The 8-K says that one patient received a dose of RE-024 on May 21, 2014, and that two months later a second patient began being treated with the drug.
Prosecutors, in their sentencing memo Tuesday, said that "by the time Shkreli left Retrophin, no pre-clinical work that would qualify for FDA approval had been done to advance" RE-024.
"Ultimately, all steps toward the development for [RE-024] for FDA approval were taken after Shkreli's departure from the company," prosecutors wrote.
Eric Schmidt, a biotech stock analyst at Cowen, told CNBC that while he is not a legal expert, "We often hear of ex-U.S. trials being run all the time that are outside the purview of the FDA."

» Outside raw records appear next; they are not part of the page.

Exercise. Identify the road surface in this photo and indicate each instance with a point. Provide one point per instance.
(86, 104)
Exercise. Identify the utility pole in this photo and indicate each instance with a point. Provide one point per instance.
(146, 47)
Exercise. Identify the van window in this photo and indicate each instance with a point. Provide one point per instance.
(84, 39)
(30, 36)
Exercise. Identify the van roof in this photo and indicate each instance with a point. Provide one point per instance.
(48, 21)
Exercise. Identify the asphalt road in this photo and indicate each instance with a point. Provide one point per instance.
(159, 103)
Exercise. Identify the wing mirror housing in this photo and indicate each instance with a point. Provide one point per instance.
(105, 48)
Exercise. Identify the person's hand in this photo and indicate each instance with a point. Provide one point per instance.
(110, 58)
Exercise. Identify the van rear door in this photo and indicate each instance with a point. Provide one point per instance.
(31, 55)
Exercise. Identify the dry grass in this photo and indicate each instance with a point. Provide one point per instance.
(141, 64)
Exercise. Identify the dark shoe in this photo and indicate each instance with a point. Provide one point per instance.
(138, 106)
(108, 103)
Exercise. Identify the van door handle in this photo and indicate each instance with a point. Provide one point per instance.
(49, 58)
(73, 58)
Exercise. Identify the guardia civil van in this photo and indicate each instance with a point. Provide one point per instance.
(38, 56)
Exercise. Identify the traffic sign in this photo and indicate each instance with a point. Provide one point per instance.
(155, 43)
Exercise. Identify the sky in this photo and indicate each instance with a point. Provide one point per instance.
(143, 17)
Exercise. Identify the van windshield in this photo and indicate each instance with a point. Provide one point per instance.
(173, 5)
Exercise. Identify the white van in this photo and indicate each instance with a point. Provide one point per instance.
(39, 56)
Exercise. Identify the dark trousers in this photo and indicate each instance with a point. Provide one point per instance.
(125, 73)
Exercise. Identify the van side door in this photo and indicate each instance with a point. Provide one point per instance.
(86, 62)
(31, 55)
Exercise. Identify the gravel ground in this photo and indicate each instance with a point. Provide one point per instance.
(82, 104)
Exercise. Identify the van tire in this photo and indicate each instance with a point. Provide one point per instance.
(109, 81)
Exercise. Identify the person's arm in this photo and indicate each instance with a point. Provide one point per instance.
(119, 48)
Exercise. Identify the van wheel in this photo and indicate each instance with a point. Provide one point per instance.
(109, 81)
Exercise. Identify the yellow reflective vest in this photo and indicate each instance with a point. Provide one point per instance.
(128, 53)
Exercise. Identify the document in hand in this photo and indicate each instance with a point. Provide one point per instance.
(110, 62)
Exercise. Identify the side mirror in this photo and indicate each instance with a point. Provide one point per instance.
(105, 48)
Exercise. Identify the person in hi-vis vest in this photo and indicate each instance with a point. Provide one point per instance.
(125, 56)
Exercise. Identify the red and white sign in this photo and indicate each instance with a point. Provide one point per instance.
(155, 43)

"I can't recall ever hearing about a study in [Cyprus] and it is possible there is something weird or strange about that territory that might make this instance particularly suspect," Schmidt said.
"But the simple fact that a company has gone outside of the FDA's jurisdiction for the purpose of running a study according to foreign law is not news."
Evidence at Shkreli's trial last summer revealed that he used Retrophin stock and cash from the company to pay back investors at two failed hedge funds he had run.
After being booted by Retrophin's board in late 2014, Shkreli launched another drug company, Turing Pharmaceuticals. While at Turing, he gained widespread public notoriety for raising the price of the anti-parasite drug Daraprim by more than 5,000 percent, from $13.50 per pill to $750 per pill.
Daraprim is used to treat a parasitic condition found in pregnant women, infants and people with HIV. Turing since has changed its name to Vyera Pharmaceuticals.